Describing the level of violence against protesters as “utterly appalling,” Rutley said, “The UK opposes the death penalty in all circumstances, but it is all the more abhorrent when those sentenced are being arrested for standing up for their rights.”
He added that “the frequency of these death sentences is only likely to increase as the regime processes the thousands of arrests that have been made during the protests. The Iranian judicial system is notorious for its lack of transparency and process, and this barbarism is just one of many threatening and intimidating techniques that the regime has rolled out in response to the protests.”
Blackman was another MP that asked the government to proscribe the IRGC as a terrorist group, but Rutley reiterated the government’s position of not commenting on potential proscriptions.

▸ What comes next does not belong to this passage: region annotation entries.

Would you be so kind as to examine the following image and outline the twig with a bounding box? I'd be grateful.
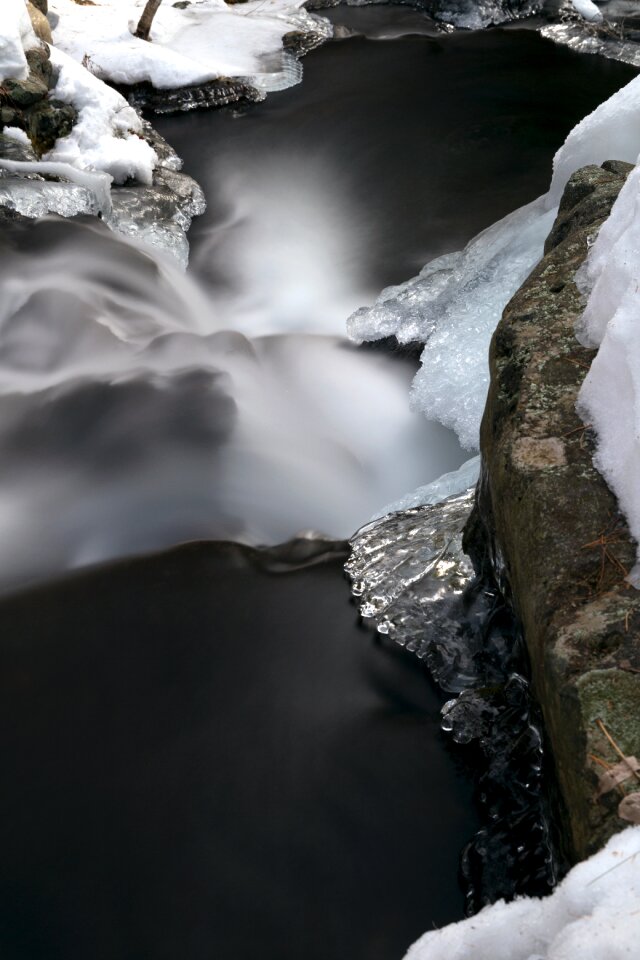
[596,717,640,780]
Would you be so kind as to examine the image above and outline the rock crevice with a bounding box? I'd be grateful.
[465,161,640,859]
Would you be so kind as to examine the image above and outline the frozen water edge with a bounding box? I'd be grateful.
[0,122,205,269]
[345,488,555,912]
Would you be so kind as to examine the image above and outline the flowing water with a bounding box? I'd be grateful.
[0,10,631,960]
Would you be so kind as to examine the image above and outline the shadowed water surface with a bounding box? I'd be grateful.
[0,544,476,960]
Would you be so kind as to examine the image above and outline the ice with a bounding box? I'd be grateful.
[540,22,640,67]
[370,457,480,522]
[45,46,158,184]
[0,0,40,81]
[577,159,640,586]
[347,198,555,450]
[50,0,331,90]
[0,218,458,589]
[348,69,640,450]
[426,0,542,30]
[406,827,640,960]
[345,488,477,691]
[346,488,555,910]
[0,159,111,216]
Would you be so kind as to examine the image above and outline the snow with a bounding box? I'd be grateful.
[0,0,40,81]
[347,70,640,450]
[577,157,640,586]
[571,0,603,23]
[406,827,640,960]
[45,44,158,184]
[49,0,330,89]
[369,456,480,523]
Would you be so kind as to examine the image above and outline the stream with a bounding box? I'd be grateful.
[0,8,634,960]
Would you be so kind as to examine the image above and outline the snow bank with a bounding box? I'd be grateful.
[571,0,602,23]
[0,0,40,81]
[45,47,158,184]
[49,0,325,89]
[406,827,640,960]
[348,70,640,449]
[577,159,640,586]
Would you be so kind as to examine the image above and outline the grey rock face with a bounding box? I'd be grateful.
[465,162,640,858]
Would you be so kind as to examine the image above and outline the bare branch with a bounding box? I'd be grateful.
[134,0,162,40]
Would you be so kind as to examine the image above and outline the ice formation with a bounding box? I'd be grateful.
[346,488,556,911]
[425,0,543,30]
[406,827,640,960]
[348,77,640,449]
[45,45,158,184]
[370,456,480,523]
[50,0,331,90]
[578,157,640,586]
[0,0,40,81]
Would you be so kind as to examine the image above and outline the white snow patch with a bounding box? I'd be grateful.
[577,155,640,586]
[0,0,40,81]
[571,0,603,23]
[45,45,158,184]
[49,0,326,89]
[348,69,640,449]
[406,827,640,960]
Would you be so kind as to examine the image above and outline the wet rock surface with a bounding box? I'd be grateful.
[0,38,77,155]
[465,162,640,858]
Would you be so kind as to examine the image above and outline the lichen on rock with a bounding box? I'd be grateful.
[465,161,640,858]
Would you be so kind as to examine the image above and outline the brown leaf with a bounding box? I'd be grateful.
[596,757,640,797]
[618,790,640,823]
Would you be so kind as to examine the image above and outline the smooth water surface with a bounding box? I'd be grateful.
[0,544,477,960]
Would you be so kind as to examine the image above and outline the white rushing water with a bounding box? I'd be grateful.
[0,218,462,586]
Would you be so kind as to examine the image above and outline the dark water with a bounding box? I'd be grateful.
[157,26,636,293]
[0,544,476,960]
[0,15,633,960]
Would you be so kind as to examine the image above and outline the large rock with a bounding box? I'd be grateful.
[466,162,640,858]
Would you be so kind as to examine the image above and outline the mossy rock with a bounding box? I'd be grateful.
[2,73,49,110]
[27,100,78,154]
[465,162,640,859]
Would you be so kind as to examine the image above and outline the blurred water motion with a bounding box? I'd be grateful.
[0,218,460,588]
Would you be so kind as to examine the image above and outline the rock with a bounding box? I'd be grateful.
[26,47,55,90]
[465,161,640,859]
[2,73,48,110]
[116,77,264,113]
[27,0,53,43]
[27,100,78,154]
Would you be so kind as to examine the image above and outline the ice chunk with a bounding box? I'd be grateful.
[347,197,555,450]
[45,47,158,183]
[406,827,640,960]
[425,0,542,30]
[0,159,112,216]
[347,69,640,449]
[0,0,40,81]
[370,456,480,523]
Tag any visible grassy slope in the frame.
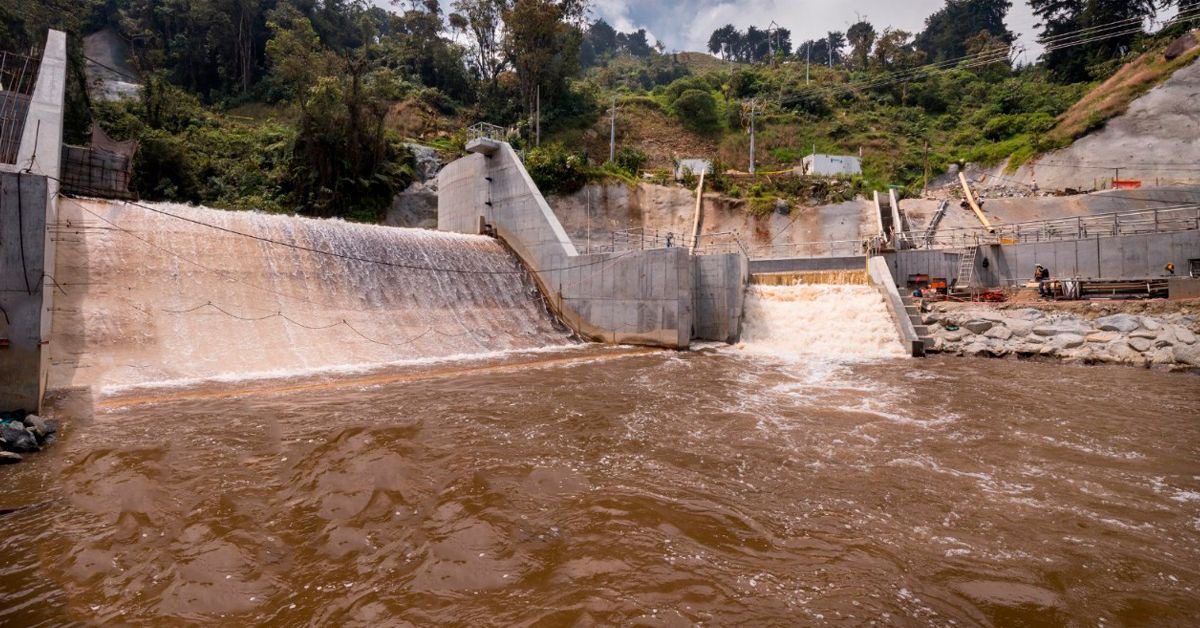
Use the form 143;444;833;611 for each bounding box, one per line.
1046;30;1200;153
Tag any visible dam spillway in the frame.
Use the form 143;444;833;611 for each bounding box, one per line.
49;199;572;389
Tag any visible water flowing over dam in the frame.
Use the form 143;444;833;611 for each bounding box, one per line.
50;199;571;388
742;285;905;360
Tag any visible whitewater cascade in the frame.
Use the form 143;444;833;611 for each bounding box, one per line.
742;285;906;360
50;198;571;388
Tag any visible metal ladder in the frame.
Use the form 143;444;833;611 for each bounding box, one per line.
954;245;979;292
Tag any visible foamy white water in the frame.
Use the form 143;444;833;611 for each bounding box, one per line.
50;199;571;389
742;285;905;360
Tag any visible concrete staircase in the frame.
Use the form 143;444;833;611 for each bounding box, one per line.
900;295;934;353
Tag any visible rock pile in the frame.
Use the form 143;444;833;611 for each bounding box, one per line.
923;305;1200;369
0;412;59;465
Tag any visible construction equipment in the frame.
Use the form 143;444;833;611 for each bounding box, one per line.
953;246;979;292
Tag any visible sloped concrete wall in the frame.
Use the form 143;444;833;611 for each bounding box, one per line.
0;173;49;411
866;257;925;358
438;142;724;348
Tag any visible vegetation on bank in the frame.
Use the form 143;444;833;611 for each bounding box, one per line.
0;0;1196;220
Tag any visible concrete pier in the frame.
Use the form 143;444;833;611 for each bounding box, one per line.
438;138;748;348
0;30;67;409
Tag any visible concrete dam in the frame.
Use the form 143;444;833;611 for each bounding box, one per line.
49;198;575;389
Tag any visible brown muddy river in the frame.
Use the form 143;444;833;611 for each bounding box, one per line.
0;347;1200;626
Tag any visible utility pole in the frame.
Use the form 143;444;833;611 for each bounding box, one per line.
921;139;929;196
804;42;812;85
750;101;758;174
608;96;617;161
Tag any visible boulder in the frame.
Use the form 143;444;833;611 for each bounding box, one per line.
1050;334;1087;349
938;329;971;342
1004;318;1033;337
1150;347;1175;365
1096;315;1141;334
1172;345;1200;366
0;421;40;454
984;327;1013;340
962;342;989;355
1126;337;1151;353
1012;307;1045;321
962;318;996;334
1033;319;1092;336
22;414;50;439
1105;340;1138;361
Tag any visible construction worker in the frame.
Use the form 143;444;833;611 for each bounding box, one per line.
1033;264;1052;298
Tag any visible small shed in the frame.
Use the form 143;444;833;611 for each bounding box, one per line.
804;154;863;177
676;160;713;181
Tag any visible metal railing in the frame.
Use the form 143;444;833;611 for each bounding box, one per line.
467;122;509;142
734;240;866;259
0;52;41;163
590;205;1200;259
897;204;1200;249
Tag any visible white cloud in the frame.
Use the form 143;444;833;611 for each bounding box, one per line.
595;0;1037;57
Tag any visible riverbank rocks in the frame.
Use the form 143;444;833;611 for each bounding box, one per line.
0;411;59;465
1096;315;1141;334
923;304;1200;370
962;319;995;334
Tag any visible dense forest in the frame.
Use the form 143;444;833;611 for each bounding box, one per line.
0;0;1200;220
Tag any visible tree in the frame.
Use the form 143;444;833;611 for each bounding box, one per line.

Speaking on behalf of the opposition, Charalambous and Lynch asked about the steps the UK Government is taking to protect journalists and UK nationals critical of the regime. In response, Rutley reiterated his previous points about summoning the Iranian Chargé d’affaires and the support being provided by the police.
Citing a report from MI5 of 10 assassination attempts on British residents this year, Lynch called for measures to remove the Islamic Republic-linked actors from the UK
She also asked what steps the government was taking to remove actors linked to the Iranian government from the UK citing a report from MI5 of 10 assassination attempts on British residents this year. Rutley’s response cited the Foreign Secretary’s warning to the Islamic Republic’s chargé d’affaires and promised that the Government would continue to monitor the situation.
Other contributors to the debate repeated Bob Blackman’s request about the need to proscribe the IRGC and for the Government to do more to support the protesters. Rutley’s responses made clear the Government’s support for the protesters, but they did not announce much by way of new measures.